No, it will not do. A Cameron-Salmond square-go might cheer the nationalists but what of it? It might cheer Unionists too. (Well, some Unionists. Labour Unionists might be unhappy.)
It is not a risk-free enterprise of course. It may well be that the nationalists are correct to suppose that a reinvigorated Cameron would boost the Yes vote. The SNP actually needs a Tory recovery in England. The more it looks as though Cameron will win a second term, the more votes in Scotland will shift into the Yes camp. That, at any rate, is the theory.
Stephen Noon, a canny nationalist operative, suggested that Cameron’s UK fortunes would be boosted by a No vote in the Scottish referendum. I pooh-poohed this at the time, suspecting that the good people of Devon or Hereford are not much interested in, and perhaps even only dimly aware of, Scotland’s constitutional stramash. But I think I may have been mistaken. Mr Noon had a point.
It is not so much that there is a clear connection between Cameron winning in Scotland and him then prevailing in England too. No, I doubt voters will be persuaded to put aside their own concerns just to plump for Bold Dave, Britannia’s Saviour. Rather the impact of a No vote would be felt in other, different ways. In the first place it would give Cameron a much-needed triumph. One that produced acres of copy too. And that would, presumably, put a spring in the Cameronian step that might, in turn, help persuade voters that he’s the fellow to entrust with the keys to Downing Street. It’s not impossible.
But of course that requires Cameron to play a proper part in the campaign. As Iain Martin says he should spend more time in Scotland. If he doesn’t then it cannot really be his victory. He will have been skulking, feart, on the sidelines while other folk do the fighting. Little good can come of that.
Moreover, leaving the field to Alistair Darling and Labour leaves Cameron in the worst position of all: victory would hand him no credit but he’d still be blamed – by posterity, anyway – for defeat.
That would be his legacy.
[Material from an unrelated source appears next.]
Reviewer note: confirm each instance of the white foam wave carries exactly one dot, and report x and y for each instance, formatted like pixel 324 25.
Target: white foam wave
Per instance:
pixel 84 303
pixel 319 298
Avoiding that negative stain might not seem like a great achievement but nor is it the worst thing in the world. Better, certainly, than being recalled as the man who presided over the break-up of the United Kingdom. Because, in the end, that’s what Cameron is playing for. To win he must risk losing too.
At some point even Westminster will have to start to pay attention to all this. Tiresome, I know, but there you have it.